За революцию так все привыкли к пулям и трупам. «Пуля», «труп», «смерть» – обыкновенные слова, не лучше и не хуже других. В мирное время опасались болтать о смерти всуе; она была тайной за семью замками, свечами панихиды, ночной Псалтырью. А теперь? Убили того, другого. Тюкнули. Шлепнули. Кокнули. Отправили в расход.
Менялся словарь, и менялся так быстро, что уследить за пытками языка было невозможно.
Убивали один язык, нарождался другой.
Но, пока царила смерть, не рождалось ничто.
Ночь, и поезд брякнул барабанами колес и встал. И более не шевелился, не вздрагивал.
Поезд – убили.
– Поезд убили, – во сне пробормотала Анастасия и перевернулась на другой бок.
Ее Ольга расталкивала за плечо:
– Настя, проснись. Стасинька, проснись! Анастази!
Стонала, во сне же отбрыкивалась.
– Спать… спать хочу…
– Стася, приехали.
Все поднимались с полок, заспанные, суровые, кто с обиженным лицом, кто с ясным, смиренным взглядом. Нагорный одевал цесаревича. Алексей, сонно глядя, как дядька продевает ему руку в рукав, говорил:
– Не надо, к чему эти заботы, я сам.
Татьяна уталкивала дорожные мелочи в баул. Нагорный метнулся:
– Позвольте, я застегну замок. Я сильный.
Цесаревич еще спящими, вялыми пальцами застегивал пуговицы на сером длинном френче.
– Где моя фуражка?
Он носил военную фуражку. Он хотел стать военным, как отец. А потом менял решение: «Я буду строить корабли! Морские, океанские, большие!»
Ночь, и запасной путь.
– Где мы?
– На запасных путях, как будто. Вокзала не видно.
– А может, с другой стороны!
– А сколько сейчас времени, господа?
– Сейчас гляну. Брегет… где брегет…
– Потерялся?
– О нет. Вот. Ого-го! Два часа пополуночи.
– Два часа, это уже сегодня, девятое мая…
– Святитель Николай. Никола Вешний. Помолимся.
Девушки и Алексей перекрестились, а Анастасия начала читать неожиданно ясным, звенящим голосом, на весь вагон:
– Радуйся, избавление от печали; радуйся, подаяние благодати. Радуйся, нечаемых зол прогонителю; радуйся, желаемых благих насадителю. Радуйся, скорый утешителю в беде сущих; радуйся, страшный наказателю обидящих… Радуйся, Николае, великий чудотворче! Радуйся, Николае…
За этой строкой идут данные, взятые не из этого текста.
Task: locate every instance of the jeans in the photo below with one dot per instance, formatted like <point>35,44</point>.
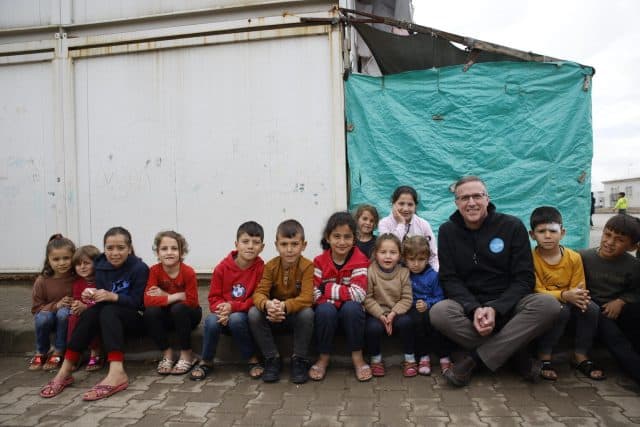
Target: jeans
<point>402,325</point>
<point>301,323</point>
<point>428,339</point>
<point>238,328</point>
<point>586,329</point>
<point>46,322</point>
<point>178,316</point>
<point>350,316</point>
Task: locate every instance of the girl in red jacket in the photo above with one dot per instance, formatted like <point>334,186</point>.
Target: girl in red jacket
<point>340,287</point>
<point>171,301</point>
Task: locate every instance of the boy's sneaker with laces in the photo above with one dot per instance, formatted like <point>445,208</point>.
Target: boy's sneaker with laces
<point>299,370</point>
<point>271,372</point>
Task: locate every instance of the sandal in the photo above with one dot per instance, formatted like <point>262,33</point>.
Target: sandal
<point>317,372</point>
<point>547,372</point>
<point>255,370</point>
<point>200,372</point>
<point>588,368</point>
<point>54,388</point>
<point>424,367</point>
<point>409,369</point>
<point>377,369</point>
<point>364,373</point>
<point>183,366</point>
<point>95,364</point>
<point>102,391</point>
<point>36,362</point>
<point>165,366</point>
<point>53,362</point>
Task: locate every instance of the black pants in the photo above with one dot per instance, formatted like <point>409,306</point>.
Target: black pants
<point>109,320</point>
<point>622,338</point>
<point>179,317</point>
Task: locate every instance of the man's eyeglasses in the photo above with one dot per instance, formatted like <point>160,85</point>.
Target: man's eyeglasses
<point>475,196</point>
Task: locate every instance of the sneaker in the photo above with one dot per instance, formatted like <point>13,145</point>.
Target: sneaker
<point>299,370</point>
<point>459,374</point>
<point>271,372</point>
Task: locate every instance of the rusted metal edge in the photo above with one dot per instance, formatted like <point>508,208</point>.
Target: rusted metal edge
<point>469,42</point>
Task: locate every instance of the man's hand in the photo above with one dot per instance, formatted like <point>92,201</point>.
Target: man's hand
<point>484,320</point>
<point>578,296</point>
<point>275,311</point>
<point>421,306</point>
<point>612,309</point>
<point>78,307</point>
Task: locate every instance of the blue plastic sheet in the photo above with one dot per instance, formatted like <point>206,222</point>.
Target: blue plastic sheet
<point>524,128</point>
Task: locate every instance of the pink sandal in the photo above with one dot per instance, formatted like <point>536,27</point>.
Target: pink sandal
<point>424,367</point>
<point>54,388</point>
<point>95,364</point>
<point>377,369</point>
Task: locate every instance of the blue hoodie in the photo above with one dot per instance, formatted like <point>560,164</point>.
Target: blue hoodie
<point>128,280</point>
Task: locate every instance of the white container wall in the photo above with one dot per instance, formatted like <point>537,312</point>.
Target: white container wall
<point>194,127</point>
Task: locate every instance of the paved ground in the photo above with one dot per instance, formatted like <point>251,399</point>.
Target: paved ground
<point>229,397</point>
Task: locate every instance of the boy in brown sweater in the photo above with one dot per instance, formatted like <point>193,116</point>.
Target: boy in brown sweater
<point>282,301</point>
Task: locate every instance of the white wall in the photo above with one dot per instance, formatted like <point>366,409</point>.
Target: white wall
<point>187,132</point>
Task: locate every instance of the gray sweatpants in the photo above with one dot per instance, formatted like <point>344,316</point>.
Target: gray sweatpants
<point>533,315</point>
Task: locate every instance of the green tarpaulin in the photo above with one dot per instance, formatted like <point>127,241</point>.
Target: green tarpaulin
<point>524,127</point>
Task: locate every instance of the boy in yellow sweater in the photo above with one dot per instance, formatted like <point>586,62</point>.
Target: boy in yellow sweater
<point>282,301</point>
<point>559,272</point>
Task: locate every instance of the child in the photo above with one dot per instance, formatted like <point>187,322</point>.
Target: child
<point>340,287</point>
<point>612,277</point>
<point>388,300</point>
<point>51,302</point>
<point>366,218</point>
<point>403,221</point>
<point>120,281</point>
<point>231,295</point>
<point>559,273</point>
<point>426,292</point>
<point>83,262</point>
<point>282,301</point>
<point>171,301</point>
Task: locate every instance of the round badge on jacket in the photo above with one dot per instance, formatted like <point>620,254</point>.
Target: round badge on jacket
<point>238,290</point>
<point>496,245</point>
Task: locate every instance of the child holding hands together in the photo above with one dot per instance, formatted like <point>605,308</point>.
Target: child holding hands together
<point>51,302</point>
<point>388,300</point>
<point>559,272</point>
<point>426,292</point>
<point>171,301</point>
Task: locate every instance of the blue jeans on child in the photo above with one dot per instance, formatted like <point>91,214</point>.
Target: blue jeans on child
<point>402,325</point>
<point>350,316</point>
<point>586,328</point>
<point>47,322</point>
<point>237,327</point>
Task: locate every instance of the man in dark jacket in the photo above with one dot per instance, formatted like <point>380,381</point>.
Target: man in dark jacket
<point>486,271</point>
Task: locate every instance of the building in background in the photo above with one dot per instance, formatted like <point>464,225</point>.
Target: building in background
<point>630,186</point>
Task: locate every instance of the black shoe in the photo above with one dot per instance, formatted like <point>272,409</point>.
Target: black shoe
<point>299,370</point>
<point>271,372</point>
<point>459,374</point>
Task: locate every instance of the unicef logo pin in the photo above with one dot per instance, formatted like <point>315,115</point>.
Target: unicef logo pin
<point>496,245</point>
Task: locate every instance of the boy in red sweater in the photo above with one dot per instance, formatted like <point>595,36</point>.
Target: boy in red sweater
<point>230,297</point>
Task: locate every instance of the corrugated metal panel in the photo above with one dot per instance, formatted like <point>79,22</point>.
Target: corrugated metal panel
<point>27,175</point>
<point>202,139</point>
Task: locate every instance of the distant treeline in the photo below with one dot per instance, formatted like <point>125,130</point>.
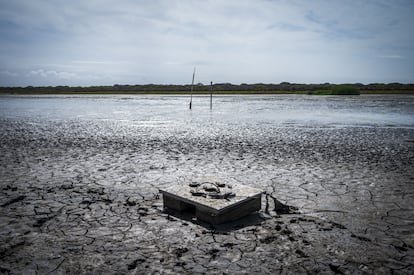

За окном дождь. Он идет и идет. Моросит, безысходно и бесконечно. Зачем он возник? Заморосил? Он укрывает тонкой пленкой слез весь этот непонятный Урал, и пути, и селедочные узкие рельсы, и пропитанные мазутом, как черным маслом, шпалы, вымачивает деревья и крыши в этом беспредельном небесном рассоле, поливает землю, а земля все впитывает, она все поглотит, и дожди и снега и трупы, и даже времена, и кружева и красные звезды, эти страшные пентаграммы, ей, молчащей на полмира, черной, грозной, бесповоротной, всегда ждущей, никогда не сытой, ей все равно.
– Настя… Тебе удалось уснуть?
Ольга нашла ее руку. Какая тоненькая рука. В запястье не дай Бог переломится, как ножка богемского хрустального бокала.
– Да. Немного. Мне снился сон.
– Почему ты прячешь лицо? Ты плачешь?
Ольга подняла ее опухшее лицо за подбородок, вынула из кармана кружевной швейцарский платок и крепко, царапая жестким кружевом ей щеки, вытерла ей слезы.
– Это ничего. Пройдет.
– Все пройдет, пройдет и это.
– Это царь Соломон? Надпись на кольце?
– Это кольцо раньше носил царь Давид. Его отец.
– Оля, я хочу перечитать Псалтырь.
– Всю?
– Ну не всю сразу, конечно. Хочу пятидесятый псалом… тридцать второй… восемьдесят пятый… и еще девяностый.
– «Живый в помощи Вышняго»? Ты разве наизусть не помнишь?
– Боюсь запнуться.
– Ну, слушай.
Ольга шепотом читала Девяностый псалом. Клим дышал на стекло, крепко протирал его рукавом. Алексей тихо смеялся:
– Клим, дождик-то снаружи.
Фонари на далеком, невидимом перроне разливали неясный свет над рельсами и крышами вагонов. В их вагоне бойцы растопили котел и, кажется, грели кипяток. Пахло дешевым чаем, дух как от заваренного веника.